El bambú destaca por su velocidad de crecimiento: en condiciones ideales, puede alcanzar hasta 91 centímetros en un solo día, superando ampliamente a otras especies vegetales. Este fenómeno se debe a su capacidad de elongación celular, donde las células se alargan rápidamente sin necesidad de dividirse.
Además de crecer verticalmente, el bambú también desarrolla su estructura interna de manera simultánea, reforzando los tallos desde adentro para sostener su altura y resistencia. Esto es lo que permite que, a pesar de su velocidad extrema, mantenga firmeza y flexibilidad, una característica muy valorada en construcción y diseño sostenible.

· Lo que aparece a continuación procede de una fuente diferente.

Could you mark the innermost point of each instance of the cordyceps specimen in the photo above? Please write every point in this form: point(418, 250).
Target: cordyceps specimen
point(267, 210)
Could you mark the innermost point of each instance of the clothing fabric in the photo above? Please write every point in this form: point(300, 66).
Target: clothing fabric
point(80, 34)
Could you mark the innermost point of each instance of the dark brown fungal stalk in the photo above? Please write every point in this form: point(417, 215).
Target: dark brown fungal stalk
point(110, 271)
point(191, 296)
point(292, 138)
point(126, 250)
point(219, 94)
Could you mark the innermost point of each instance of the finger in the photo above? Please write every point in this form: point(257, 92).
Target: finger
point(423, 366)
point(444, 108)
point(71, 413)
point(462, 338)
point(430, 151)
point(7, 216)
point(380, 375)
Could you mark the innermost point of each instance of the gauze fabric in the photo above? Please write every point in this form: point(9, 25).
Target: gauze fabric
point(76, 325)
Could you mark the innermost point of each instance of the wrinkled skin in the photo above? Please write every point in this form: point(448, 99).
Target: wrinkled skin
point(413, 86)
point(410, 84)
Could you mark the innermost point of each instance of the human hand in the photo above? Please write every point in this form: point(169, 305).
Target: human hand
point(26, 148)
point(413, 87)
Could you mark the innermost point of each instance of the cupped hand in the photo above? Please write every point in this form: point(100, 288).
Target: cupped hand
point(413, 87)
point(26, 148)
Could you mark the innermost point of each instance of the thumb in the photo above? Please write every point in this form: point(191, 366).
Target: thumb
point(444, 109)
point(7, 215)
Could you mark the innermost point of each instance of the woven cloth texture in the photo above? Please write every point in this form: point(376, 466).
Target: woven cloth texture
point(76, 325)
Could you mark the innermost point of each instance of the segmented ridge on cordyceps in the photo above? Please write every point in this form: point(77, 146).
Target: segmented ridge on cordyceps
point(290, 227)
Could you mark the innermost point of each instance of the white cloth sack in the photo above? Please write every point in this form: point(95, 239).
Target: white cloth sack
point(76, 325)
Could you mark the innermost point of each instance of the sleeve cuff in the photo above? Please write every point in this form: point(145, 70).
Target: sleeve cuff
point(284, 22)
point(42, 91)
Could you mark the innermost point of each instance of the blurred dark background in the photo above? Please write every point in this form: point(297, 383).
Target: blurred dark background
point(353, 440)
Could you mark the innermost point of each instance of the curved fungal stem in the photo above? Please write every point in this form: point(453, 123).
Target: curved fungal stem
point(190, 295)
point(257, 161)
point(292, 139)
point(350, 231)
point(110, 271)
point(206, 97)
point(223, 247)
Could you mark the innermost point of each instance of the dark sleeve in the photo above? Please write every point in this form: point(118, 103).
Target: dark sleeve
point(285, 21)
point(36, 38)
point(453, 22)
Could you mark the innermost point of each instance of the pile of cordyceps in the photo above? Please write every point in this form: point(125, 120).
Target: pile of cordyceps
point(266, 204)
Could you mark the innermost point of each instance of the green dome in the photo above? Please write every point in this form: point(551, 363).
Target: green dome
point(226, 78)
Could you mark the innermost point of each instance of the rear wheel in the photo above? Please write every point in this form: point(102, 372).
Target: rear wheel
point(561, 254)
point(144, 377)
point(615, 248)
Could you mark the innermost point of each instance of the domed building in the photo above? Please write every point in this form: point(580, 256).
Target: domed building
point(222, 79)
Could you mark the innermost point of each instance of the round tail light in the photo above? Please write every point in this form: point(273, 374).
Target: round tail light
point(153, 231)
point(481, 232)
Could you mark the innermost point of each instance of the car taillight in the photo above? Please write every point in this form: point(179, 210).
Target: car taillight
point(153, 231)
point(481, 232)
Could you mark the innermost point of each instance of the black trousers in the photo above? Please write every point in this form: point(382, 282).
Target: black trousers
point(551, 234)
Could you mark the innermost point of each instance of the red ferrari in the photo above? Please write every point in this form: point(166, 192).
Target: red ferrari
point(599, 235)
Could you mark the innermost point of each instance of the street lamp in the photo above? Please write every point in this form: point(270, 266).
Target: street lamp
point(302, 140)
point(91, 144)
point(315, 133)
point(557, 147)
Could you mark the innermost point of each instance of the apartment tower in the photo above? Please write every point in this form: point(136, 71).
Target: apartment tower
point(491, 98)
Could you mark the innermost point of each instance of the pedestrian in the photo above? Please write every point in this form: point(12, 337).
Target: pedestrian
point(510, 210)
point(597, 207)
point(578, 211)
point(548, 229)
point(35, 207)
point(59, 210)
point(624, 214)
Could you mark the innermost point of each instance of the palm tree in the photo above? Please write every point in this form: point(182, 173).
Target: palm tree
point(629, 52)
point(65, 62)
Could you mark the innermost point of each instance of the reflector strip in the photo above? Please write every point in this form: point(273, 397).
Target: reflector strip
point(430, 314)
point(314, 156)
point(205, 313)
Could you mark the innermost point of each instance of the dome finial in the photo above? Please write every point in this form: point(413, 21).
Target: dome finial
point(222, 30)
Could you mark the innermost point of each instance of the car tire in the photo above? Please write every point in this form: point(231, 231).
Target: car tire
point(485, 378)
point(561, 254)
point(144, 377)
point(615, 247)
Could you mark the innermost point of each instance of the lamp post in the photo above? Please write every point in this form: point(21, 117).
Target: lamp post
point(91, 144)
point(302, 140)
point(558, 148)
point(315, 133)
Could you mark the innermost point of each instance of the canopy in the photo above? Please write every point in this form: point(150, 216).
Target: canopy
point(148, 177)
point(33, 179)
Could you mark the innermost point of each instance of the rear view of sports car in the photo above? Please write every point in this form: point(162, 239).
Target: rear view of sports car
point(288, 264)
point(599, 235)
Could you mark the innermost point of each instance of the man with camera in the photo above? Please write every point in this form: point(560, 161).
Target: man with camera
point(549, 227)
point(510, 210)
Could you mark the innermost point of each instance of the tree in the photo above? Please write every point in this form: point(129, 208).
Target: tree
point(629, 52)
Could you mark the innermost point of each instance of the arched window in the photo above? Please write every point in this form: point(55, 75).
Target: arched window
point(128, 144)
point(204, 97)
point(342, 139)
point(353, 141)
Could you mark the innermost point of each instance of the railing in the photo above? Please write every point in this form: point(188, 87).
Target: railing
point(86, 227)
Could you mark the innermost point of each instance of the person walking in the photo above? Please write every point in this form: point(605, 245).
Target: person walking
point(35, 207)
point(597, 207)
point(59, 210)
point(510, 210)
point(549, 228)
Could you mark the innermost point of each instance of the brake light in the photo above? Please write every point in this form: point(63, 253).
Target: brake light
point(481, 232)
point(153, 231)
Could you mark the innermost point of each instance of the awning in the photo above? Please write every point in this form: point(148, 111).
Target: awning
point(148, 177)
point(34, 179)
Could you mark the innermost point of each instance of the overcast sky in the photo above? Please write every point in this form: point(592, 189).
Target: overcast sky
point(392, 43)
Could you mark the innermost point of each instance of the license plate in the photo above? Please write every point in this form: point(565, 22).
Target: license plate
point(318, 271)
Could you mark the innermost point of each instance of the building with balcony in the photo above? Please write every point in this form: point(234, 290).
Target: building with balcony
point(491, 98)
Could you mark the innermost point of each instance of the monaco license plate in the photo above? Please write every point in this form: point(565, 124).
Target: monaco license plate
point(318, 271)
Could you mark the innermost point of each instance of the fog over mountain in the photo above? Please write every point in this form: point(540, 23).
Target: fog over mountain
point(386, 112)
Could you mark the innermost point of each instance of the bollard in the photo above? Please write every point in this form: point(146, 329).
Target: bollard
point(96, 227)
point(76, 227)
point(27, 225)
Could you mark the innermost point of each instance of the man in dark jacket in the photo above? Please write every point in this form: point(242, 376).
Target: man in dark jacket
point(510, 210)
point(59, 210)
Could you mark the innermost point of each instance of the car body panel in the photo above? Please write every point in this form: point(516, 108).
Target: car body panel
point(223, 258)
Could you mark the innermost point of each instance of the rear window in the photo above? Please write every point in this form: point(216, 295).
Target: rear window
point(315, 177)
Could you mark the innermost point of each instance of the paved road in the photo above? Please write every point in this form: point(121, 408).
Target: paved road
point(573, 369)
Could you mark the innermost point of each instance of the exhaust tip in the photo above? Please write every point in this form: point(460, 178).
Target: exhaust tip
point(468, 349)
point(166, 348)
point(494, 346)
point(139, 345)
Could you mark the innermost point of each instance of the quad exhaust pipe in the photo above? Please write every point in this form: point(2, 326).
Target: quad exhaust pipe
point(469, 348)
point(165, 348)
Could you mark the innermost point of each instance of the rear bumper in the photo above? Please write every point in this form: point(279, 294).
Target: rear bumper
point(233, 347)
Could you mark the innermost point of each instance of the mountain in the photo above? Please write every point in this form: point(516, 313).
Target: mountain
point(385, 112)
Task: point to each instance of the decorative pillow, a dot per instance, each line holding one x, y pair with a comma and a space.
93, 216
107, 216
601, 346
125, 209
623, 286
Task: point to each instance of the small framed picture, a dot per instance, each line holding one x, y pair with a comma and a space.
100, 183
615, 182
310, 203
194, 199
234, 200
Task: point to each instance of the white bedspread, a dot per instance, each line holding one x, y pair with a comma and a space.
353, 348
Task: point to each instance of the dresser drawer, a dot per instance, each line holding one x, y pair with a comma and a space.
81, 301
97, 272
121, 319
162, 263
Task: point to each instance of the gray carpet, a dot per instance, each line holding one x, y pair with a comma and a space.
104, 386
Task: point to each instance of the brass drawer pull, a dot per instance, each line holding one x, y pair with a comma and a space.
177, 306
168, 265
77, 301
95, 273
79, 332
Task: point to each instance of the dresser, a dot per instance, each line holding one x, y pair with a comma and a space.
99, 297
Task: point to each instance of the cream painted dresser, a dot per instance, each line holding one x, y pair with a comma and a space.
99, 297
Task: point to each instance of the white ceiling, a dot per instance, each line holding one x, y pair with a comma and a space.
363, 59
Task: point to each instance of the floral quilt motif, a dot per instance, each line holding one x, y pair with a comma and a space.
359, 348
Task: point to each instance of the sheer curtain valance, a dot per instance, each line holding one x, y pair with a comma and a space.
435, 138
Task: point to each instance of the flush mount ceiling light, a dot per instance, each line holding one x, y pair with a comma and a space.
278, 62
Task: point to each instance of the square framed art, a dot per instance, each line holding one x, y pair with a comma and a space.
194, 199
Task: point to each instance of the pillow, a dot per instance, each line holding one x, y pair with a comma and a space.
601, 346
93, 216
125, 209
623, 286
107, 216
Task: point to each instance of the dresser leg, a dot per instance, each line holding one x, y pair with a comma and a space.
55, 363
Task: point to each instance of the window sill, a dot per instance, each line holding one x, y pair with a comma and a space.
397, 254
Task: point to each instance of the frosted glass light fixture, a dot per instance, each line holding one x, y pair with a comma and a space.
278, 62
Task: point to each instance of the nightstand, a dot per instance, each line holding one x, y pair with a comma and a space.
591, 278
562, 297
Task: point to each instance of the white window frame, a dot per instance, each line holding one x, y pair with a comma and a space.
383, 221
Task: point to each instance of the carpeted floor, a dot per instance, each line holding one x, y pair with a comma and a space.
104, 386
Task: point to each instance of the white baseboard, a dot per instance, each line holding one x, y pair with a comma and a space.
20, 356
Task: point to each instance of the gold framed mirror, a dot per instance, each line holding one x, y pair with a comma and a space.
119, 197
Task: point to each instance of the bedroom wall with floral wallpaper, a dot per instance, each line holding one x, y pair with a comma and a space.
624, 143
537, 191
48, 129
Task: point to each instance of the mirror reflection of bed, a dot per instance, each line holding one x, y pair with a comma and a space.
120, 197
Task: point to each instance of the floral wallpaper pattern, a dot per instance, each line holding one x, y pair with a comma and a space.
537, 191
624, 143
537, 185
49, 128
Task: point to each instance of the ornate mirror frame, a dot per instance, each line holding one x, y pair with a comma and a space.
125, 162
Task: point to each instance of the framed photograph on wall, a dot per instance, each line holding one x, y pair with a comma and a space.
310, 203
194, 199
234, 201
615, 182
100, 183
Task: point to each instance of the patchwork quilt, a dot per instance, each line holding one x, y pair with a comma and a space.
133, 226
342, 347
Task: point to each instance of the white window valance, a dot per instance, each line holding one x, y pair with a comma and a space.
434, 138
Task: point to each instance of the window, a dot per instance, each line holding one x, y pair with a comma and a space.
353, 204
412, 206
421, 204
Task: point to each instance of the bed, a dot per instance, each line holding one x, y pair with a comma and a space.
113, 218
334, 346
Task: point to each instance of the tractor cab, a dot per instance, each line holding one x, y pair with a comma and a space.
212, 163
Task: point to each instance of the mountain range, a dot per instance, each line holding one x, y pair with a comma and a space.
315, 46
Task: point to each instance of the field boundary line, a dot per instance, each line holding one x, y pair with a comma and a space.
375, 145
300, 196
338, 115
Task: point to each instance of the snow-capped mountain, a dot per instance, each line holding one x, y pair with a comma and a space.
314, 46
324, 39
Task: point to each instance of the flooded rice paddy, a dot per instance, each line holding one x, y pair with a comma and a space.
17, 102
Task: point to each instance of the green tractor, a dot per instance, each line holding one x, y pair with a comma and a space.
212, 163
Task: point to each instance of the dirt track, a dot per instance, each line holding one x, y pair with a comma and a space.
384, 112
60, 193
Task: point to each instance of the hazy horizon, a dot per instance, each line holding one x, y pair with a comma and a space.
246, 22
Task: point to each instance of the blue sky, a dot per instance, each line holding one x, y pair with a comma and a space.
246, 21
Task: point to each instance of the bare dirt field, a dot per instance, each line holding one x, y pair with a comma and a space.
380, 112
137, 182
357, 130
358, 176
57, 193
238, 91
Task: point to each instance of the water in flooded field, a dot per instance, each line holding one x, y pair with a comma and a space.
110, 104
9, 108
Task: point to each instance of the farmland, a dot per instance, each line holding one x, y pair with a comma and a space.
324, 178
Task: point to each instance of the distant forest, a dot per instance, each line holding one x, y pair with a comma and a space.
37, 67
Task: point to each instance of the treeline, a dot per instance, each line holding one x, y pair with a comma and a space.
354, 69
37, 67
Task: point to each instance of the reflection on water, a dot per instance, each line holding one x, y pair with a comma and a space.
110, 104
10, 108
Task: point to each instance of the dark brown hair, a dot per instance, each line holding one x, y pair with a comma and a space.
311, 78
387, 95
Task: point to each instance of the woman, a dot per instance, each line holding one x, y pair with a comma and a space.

Esta característica convierte al bambú en un material versátil para construcción, muebles y textiles, y es clave en la economía de países de Asia y Sudamérica, incluyendo Argentina, donde se promueve su cultivo como alternativa sustentable.
Además, su crecimiento rápido permite absorber grandes cantidades de dióxido de carbono, ayudando a mitigar los efectos del cambio climático. Los científicos destacan que, a pesar de su velocidad, el bambú requiere suelo fértil, agua y luz adecuados para alcanzar estos récords, lo que lo hace un indicador sensible de la salud ambiental de una región.

Curiosidades extra sobre el bambú:
Algunas especies pueden crecer hasta 12 cm por hora en condiciones óptimas.
Se considera un recurso renovable, ya que puede regenerarse sin replantar.
Sus raíces estabilizan el suelo y previenen erosión.
Puede almacenar más carbono que muchas especies arbóreas.
Además de crecer hacia arriba, el bambú “crece hacia adentro”, reforzando su tallo y haciéndolo más resistente a vientos y peso, una curiosidad que lo diferencia de otras plantas de rápido crecimiento.